Marketers Find A Plethora Of Options In Gaming

OMMA Global Hollywood-Play Me A StoryHOLLYWOOD, Calif.-- As marketers decide where to spend money to promote products and services, they may want to tap into a variety of video game models to reach consumers of all ages.

This diamond-in-the-rough marketing channel has the potential to hook consumers not only with causal games on handheld devices, but elaborate online shorts made from feature films that help producers tell the story, according to a panel of experts at OMMA Global Hollywood on Tuesday.

Nathan Kitada, director at 5432 Films, said the company has been working on a show for Machinima.com called "Hero Hospital" about a treatment facility for superpowers. The animation style, a cross between machine and cinema, taps into full-length movies and uses video games as the engine for content.

The Machinima.com series has five episodes, each several minutes in length. The first is scheduled for release next month. Putting the shorts together creates a half-hour show with time to run commercials between breaks.

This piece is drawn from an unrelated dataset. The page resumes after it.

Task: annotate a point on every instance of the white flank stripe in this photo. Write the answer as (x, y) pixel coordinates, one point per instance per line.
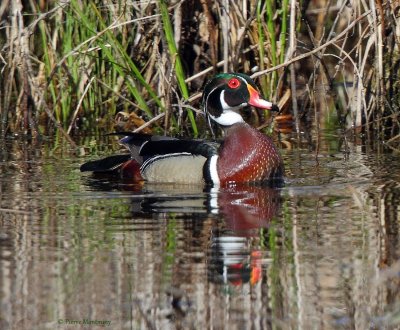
(213, 170)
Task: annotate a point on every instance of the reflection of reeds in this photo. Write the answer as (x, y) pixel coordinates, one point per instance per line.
(78, 63)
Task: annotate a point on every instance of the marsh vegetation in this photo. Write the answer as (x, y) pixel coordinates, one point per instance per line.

In an interview earlier this month with Online Media Daily, Machinima CEO Allen DeBevoise said the company is working on an Apple iPhone application that will allow game and cinema buffs to access the content on the go.

Short content works well to create a relationship with gamers. There's nothing wrong with having a lighter online version of a game running on Microsoft's Xbox 360 or Sony's PlayStation 3, agreed Neal Sinno, VP business development at Arkadium, New York; and Jayson Dubin, president at Intergi, Deerfield Beach, Fla.

The Web downloadable version typically promotes the sale of the longer content. It's a way to reinforce the brand and the title, as well as create an audience.

Josh Lovison, gaming and mobile lead at IPG Emerging Media Lab, who moderated the panel "Play Me A Story: Can Games Help Content Producers Tell Stores," said 97% of people under age 18 play video games.

When Lovison asked the panel if the young audience creates different expectations, Dubin said "yes" -- it sets the bar higher. The biggest problem from the demographics has been that brands know very little about consumers younger than age 18.

"We know so little about that audience that it's hit and miss," Sinno said, admitting that he's not a big game geek, but rather more into films.

When the conversation shifted to advergames, Tameka Kee, West coast correspondent at ContentNext, said "advergaming" is somewhat of a "dirty word" that conjures up images of a game that "sucks," but at least one -- "Blood Ties," a MyLifetime.com series -- has done well to promote the brand.

Tapping into innovations that have emerged in the past 15 years such as the combination of machine and cinema gives producers and brands new ways to tell the story through several types of media aimed at gamers.